Не успеешь оглянуться, а на дворе опять весна, и надо собираться на дачу, таща на своем хребте безразмерный воз всяческой домашней утвари и поклажи. Не успеешь опомниться, а на пороге Новый год. Куда девались неделя, месяц, десять лет? После тридцати лет годы стали мелькать, как часы.

Я барахталась в бешеном круговороте дней и даже еще гордилась помаленьку своей отвагой и выносливостью. Я была еще молода и самонадеянна, еще жила в непрерывном времени, и все мои страсти, поражения и победы казались мне исключительными и уникальными. Я жила свою единственную жизнь и в эгоизме самоутверждения беспощадно отсекала иные формы и нормы жизни — все они казались мне примитивными и халтурными. Я жила впервые и удивлялась чудовищным виражам, пинкам и подзатыльникам, которые так щедро выпадали на мою долю.

Я продолжала заниматься литературой, но писателя из меня, разумеется, не получилось. Меня не печатали, но бросить это занятие уже было почему-то невозможно.

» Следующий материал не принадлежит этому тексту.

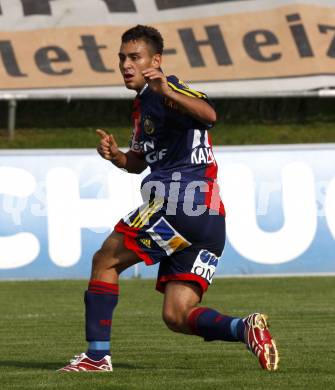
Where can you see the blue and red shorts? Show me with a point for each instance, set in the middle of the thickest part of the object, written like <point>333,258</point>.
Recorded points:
<point>188,248</point>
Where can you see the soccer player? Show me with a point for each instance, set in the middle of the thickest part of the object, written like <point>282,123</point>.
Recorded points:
<point>181,224</point>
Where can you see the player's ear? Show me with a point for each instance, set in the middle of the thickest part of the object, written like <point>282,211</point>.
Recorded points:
<point>156,61</point>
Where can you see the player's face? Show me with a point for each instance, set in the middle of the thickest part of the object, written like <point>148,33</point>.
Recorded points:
<point>134,57</point>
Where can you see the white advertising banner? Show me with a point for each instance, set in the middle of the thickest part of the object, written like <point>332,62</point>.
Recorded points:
<point>57,207</point>
<point>68,48</point>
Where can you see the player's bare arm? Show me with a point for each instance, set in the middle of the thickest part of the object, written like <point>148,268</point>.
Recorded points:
<point>197,108</point>
<point>109,150</point>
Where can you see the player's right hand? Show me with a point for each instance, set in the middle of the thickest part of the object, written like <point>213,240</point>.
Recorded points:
<point>107,147</point>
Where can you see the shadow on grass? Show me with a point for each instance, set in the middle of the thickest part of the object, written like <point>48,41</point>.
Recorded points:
<point>54,366</point>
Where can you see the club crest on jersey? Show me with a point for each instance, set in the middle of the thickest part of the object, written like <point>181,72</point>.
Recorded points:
<point>205,265</point>
<point>148,125</point>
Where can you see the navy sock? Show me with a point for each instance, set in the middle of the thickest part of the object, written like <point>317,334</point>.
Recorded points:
<point>211,325</point>
<point>100,301</point>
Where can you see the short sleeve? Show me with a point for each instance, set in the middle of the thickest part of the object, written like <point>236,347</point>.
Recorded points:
<point>179,86</point>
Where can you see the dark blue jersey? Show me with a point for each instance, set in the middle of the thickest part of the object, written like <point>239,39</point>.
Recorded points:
<point>176,146</point>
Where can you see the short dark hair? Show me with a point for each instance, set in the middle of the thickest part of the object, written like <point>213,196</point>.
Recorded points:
<point>148,34</point>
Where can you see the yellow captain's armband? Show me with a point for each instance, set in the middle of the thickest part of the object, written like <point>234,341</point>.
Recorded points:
<point>186,90</point>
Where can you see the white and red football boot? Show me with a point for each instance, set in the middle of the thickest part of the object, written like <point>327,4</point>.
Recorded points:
<point>84,363</point>
<point>260,342</point>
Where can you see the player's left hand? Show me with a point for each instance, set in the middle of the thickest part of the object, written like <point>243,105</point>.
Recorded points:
<point>157,81</point>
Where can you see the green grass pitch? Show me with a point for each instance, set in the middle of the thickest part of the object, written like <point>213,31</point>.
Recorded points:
<point>41,328</point>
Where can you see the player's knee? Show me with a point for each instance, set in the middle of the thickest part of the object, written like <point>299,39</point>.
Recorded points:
<point>103,259</point>
<point>174,320</point>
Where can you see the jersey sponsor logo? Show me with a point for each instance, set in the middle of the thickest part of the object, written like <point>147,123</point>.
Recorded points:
<point>148,125</point>
<point>146,242</point>
<point>167,237</point>
<point>152,155</point>
<point>205,265</point>
<point>202,156</point>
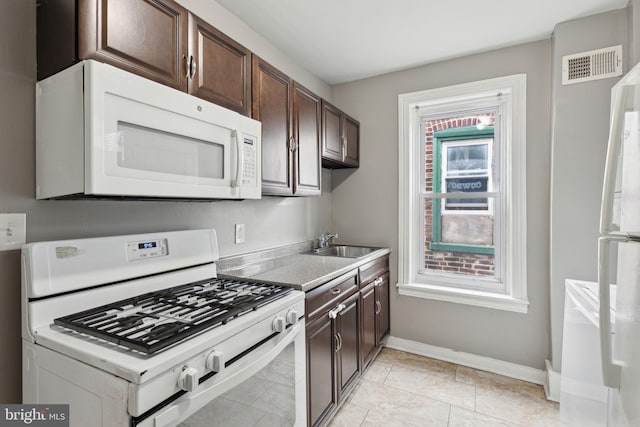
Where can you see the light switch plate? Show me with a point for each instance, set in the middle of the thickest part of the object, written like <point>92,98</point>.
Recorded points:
<point>13,230</point>
<point>239,233</point>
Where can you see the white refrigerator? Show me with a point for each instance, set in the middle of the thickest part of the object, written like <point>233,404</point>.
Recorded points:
<point>600,382</point>
<point>619,255</point>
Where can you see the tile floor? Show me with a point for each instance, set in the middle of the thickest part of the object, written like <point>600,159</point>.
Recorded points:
<point>402,389</point>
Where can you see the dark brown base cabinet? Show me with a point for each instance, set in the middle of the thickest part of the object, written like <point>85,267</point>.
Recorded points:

Официальный путь быстро изжил себя. В издательство, где потихоньку шла моя книга, на пост главного редактора был назначен колченогий полковник Окачурин, который, потея и краснея от маразматических приливов подлости, заявил мне, что я «не наш человек». Спорить с ним было бесполезно, как бессмысленно уточнять, что конкретно имеется в виду, какие обвинения мне предъявляются, — наверняка он и сам не знал этого. Просто подобным ярлыком у них было принято клеймить неугодных им авторов, до более вразумительного объяснения с которыми уже можно было не снисходить. Они к тому времени уже полностью сплотились, спрессовались в непрошибаемый монолитный организм, у которого классовое чутье заменило все прочие органы чувств. В их системе координат для меня не было места. Печатали они в основном только самих себя. К ним лучше было не соваться.

Уже не имело никакого значения, что в моих рукописях не было ни малейшей антисоветчины, — требовались более существенные знаки верноподданничества, более активный вид тупости, лживости и подлости. Шел курс на понижение уровня в любом виде творчества. Мы уже приближались к идеалу, которым служил наш главный писатель — парализованный генсек с его вороватой свитой.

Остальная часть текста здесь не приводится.